Interestingly, as the “Telegraph” had reported on January 25, 2013, a political party in India had handed out kitchen knives and chilli powder to women following a gang rape in the capital New Delhi that ignited a national debate on the best way to tackle sex crimes.
The “Telegraph” had reported: “The radical Hindu nationalist party, Shiv Sena, an ally of the main opposition BJP and which governs Mumbai, said it had handed out 21,000 knives with three-inch blades to women in the city and surrounding areas. It plans to distribute 100,000. Mumbai police said they were examining the knives and considering legal action. The party also handed out small bags of chilli powder – apparently to throw into an attacker’s eyes.”
In China, during November 2014, an American Women’s Basketball star had survived a knife attack.
The US Basketball star, Brittney Griner, was attacked by a knifeman after an evening training session with her Chinese team, but downplayed the incident saying she received “a little scratch.”
A report by Chinese news agency “Xinhua” had described the attacker as “drunk” and said he was “immediately controlled by security staff.”
In Iran, during December 2014, the International Gulf Organization for Human Rights had denounced knife and other violent attacks against women in relation to a controversial bill on dressing approved by the Iranian government.
About a dozen of young Iranian women, including at least five university students, were stabbed in their hips with knives in the city of Jahrom. The women were attacked by at least four men riding on motorcycles.
On March 8, 2017, a group of 20 people brandishing knives had attacked an International Women’s Day event at a university in Turkey’s largest city Istanbul–leaving several female students with injuries including stab wounds.
On August 19, 2017, as British news agency “Reuters” had reported, an 18-year old Moroccan man was arrested in Finland for killing two women in a knife rampage.

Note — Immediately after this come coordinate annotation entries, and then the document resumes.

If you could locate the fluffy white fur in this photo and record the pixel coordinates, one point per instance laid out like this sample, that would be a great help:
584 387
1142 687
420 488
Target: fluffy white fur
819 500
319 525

Eight other people – six of them women – were wounded in the attack. The Police had shot the suspect in the leg before his arrest.
The culprit was an asylum seeker who appeared to have targeted women in Finland’s first terrorism-related attack, police and a Red Cross official said.
Police in Finland said they were investigating possible links to Thursday’s deadly van attack in the Spanish city of Barcelona.
In Egypt, according to a January 15, 2016 report of the “Chicago tribune,” security precautions were increased around the country after the January 8 knife attack that had injured three European tourists at a hotel in the Red Sea resort town of Hurghada. The Islamic State had claimed responsibility for the attack.
In London, three people were killed or seriously injured in stabbings on the streets of the British capital each day in 2016. Many of these victims happen to be females.
A February 21, 2017 report of the “Evening Standard” had stated: “The Metropolitan Police statistics showed 60 people were stabbed to death in 2016, while 1,159 sustained serious injuries. In total, officers dealt with 21,365 knife crimes, including domestic assaults involving knives and gang attack in London during 2016. The statistics, obtained by the “Evening Standard” under the Freedom of Information rules, show the total number of knife crimes rose by 17 per cent in 2016 compared to 2015 when there were 59 deaths, 1,089 serious injuries and 18,202 less serious offences. In 2016, 4,316 people were threatened or injured with a knife or other sharp instrument compared with 3,846 in 2015, a 12 per cent increase.
On April 27, 2017, the “BBC” had maintained: “During 2016, 32,448 knife crimes were recorded in London- an increase of 14 per cent on the previous year.”
In France, on October 2, 2017, two young women were stabbed to death at Marseille city’s main train station, Saint Charles, in a suspected terrorist attack. One victim
had her throat slit and the other was stabbed in the stomach. They were aged 17 and 20.
According to a BBC report, soldiers on guard at the station shot dead the attacker, who police described as of North African appearance and aged about 30.
French President Emmanuel Macron said he was disgusted by the “barbarous act” and paid tribute to the soldiers and the police officers who responded.